In their trailblazing paper, the scientists explain how they were able to examine the structural changes that occur upon binding between actin and myosin, the two proteins that provide mechanical energy for cellular contractility.  The research, “Swinging lever mechanism of actomyosin directly shown by time-resolved cryo-EM,” appeared April 9, 2025, in the journal Nature.

“The interaction between the rope-like protein filaments actin and myosin occurs in a fraction of a second, which has hampered efforts to visualize this process in detail until now,” says Howard White, Ph.D., professor of Biomedical and Translational Sciences at Eastern Virginia Medical School, part of Macon & Joan Brock Virginia Health Sciences at Old Dominion University. ODU is a top R1 research institution.

Dr. White’s team of scientists worked in collaboration with structural biologists from the University of Leeds to design and build a fast-freezing machine for cryo-electron microscopy that allowed them to observe the structural changes in the myosin molecule during its interaction with actin. The ability to see this process is central to understanding cellular contractility.

Dr. White and colleagues worked for more than a decade to develop the technology and to prove the concept that the machine could freeze samples in a millisecond time frame to see fast molecular interactions.

For Dr. White, the research represents the capstone for a 50-year scientific career in cellular kinetics.

“This work provided the technology to enable us to understand how actin and myosin convert the free energy from ATP hydrolysis into work in muscle and the mechanism of disease-causing myosin mutations that are associated with diseases affecting the heart, colon, and kidneys as well as neurological defects,” Dr. White said.

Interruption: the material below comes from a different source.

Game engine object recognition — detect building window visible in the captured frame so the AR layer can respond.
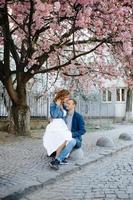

The conversion of chemical energy into mechanical work by actomyosin is described by the so-called “cross-bridge cycle.”  In cells, contraction is produced by the interaction between actin and myosin filaments and powered by the hydrolysis of ATP.  The actin-myosin complex is a molecular partnership that is involved in a variety of biological functions ranging from muscle contraction to cell division and organelle transportation within the cell.

The research was funded by grants from the National Institutes of Health, the Muscular Dystrophy Association and the American Heart. Dr. White’s lab members who contributed to the research were (pictured above) Betty Virok and Jenifer Atherton, along with his ODU colleagues Cristina Risi, PhD, instructor of Biomedical and Translational Sciences; Eva Forgacs, PhD, associate professor of Biomedical and Translational Sciences; and Vitold Galkin, PhD, associate professor of Biomedical and Translational Sciences.